KDE Plot is known as Kernel Density Estimate Plot which is generally used for estimating the e Probability Density function of a continuous variable. 

It is a method for visualizing the distribution of observations in a dataset, analogous to a histogram. It represents the data using a continuous probability density curve in one or more dimensions.

Here, we can plot for the univariate or multiple variables altogether.

Basically, in statistics, kernel density estimation (KDE) is a non-parametric way to estimate the probability density function (PDF) of a random variable.

Syntax

seaborn.kdeplot(x=None, *, y=None, shade=None, vertical=False, kernel=None, 
bw=None, gridsize=200, cut=3, clip=None, legend=True, cumulative=False, 
shade_lowest=None, cbar=False, cbar_ax=None, cbar_kws=None, ax=None, 
weights=None, hue=None, palette=None, hue_order=None, hue_norm=None, 
multiple='layer', common_norm=True, common_grid=False, levels=10, 
thresh=0.05, bw_method='scott', bw_adjust=1, log_scale=None, color=None, 
fill=None, data=None, data2=None, warn_singular=True, **kwargs)

Parameters:

  • x,y: x and y are variables that specify the position along the x and y-axis.
  • vertical, kernel, bw: It is Deprecated since version 0.11.0.
  • cumulative: It is a bool value.
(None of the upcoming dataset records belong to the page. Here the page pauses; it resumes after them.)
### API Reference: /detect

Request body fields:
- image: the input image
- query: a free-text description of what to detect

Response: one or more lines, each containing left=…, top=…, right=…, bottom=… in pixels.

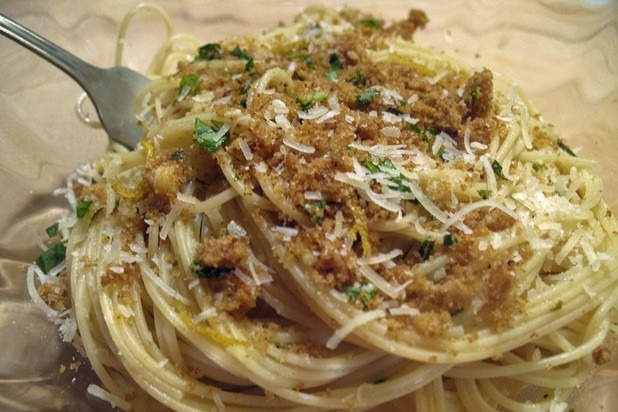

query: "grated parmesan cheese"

left=326, top=309, right=386, bottom=349
left=283, top=137, right=316, bottom=154
left=271, top=226, right=298, bottom=241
If True, It will estimate a cumulative distribution function.
  • shade_lowest: It is a bool value. If False, the area below the lowest contour will be transparent.
  • cbar: It is a bool value. If True, It adds a colorbar to annotate the color mapping in a bivariate plot.
  • multiple: It is a method for drawing multiple elements when semantic mapping creates subsets.
  • data: Input datasets.
  • warn_singular: It is a bool value. If True, it will issue a warning when trying to estimate the density of data with zero variance.

Examples

Import the libraries we will use.

import seaborn as sns
import matplotlib.pyplot as plt
import pandas as pd

Load the datasets which will be used for plotting the plot.
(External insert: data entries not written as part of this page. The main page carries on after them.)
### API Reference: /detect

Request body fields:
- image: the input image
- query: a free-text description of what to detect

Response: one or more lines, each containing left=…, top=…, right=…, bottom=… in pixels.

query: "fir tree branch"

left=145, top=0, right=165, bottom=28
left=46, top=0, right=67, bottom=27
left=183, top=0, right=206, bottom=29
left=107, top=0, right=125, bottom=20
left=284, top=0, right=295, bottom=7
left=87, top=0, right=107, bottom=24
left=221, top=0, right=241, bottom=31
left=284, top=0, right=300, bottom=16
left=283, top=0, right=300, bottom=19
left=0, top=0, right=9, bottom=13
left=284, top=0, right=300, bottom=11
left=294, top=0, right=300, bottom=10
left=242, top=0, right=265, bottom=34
data=sns.load_dataset("taxis")
data.head(5)

Output:

data

Another dataset 

data_1= sns.load_dataset("mpg")
data_1.head(5)

Output:

data_1

Create a KDE Plot for total column.

#KDE plot for total column
sns.kdeplot(data=data, x='total')
plt.show()

Output:

total

Create KDE Plot for all the numerical values present in the dataframe

#KDE Plot for all the numeric variables in dataframe
sns.kdeplot(data=data)
plt.show()

Output:

plot_2

Grouping in KDE Plot using category value.

#Grouping the KDE on a category variable
sns.kdeplot(data=data,x="total",hue='payment')
plt.show()

Output:

value

Styling the KDE Plot.

#styling the kde plot
sns.kdeplot( data=data, x="total", hue="payment",fill=True, common_norm=False, 
palette="dark",alpha=.5, linewidth=0,)
plt.show()

Output:

styled

Stacking the  KDE  Plot on a category using MULTIPLE arguement

#stacked KDE Plot
sns.kdeplot(data=data,x='total',hue='payment',multiple='stack')
plt.show()

Output:

stack

For bivariate KDE Plot

# create a bivariate KDE Plot
sns.kdeplot(data_1.horsepower, data_1.mpg)
plt.xlim(0, 260)
plt.ylim(0, 55)
plt.tight_layout()
plt.show()

Output:

plot

Using Shade:

sns.kdeplot(data_1.horsepower,data_1.mpg, shade=True)
plt.show()

Output:

shade

 

Fill the axes extent with a smooth distribution, using a different colormap

sns.kdeplot(data_1.horsepower,data_1.mpg,
    fill=True, thresh=0, levels=100, cmap="mako",)
plt.show()

Output:

kde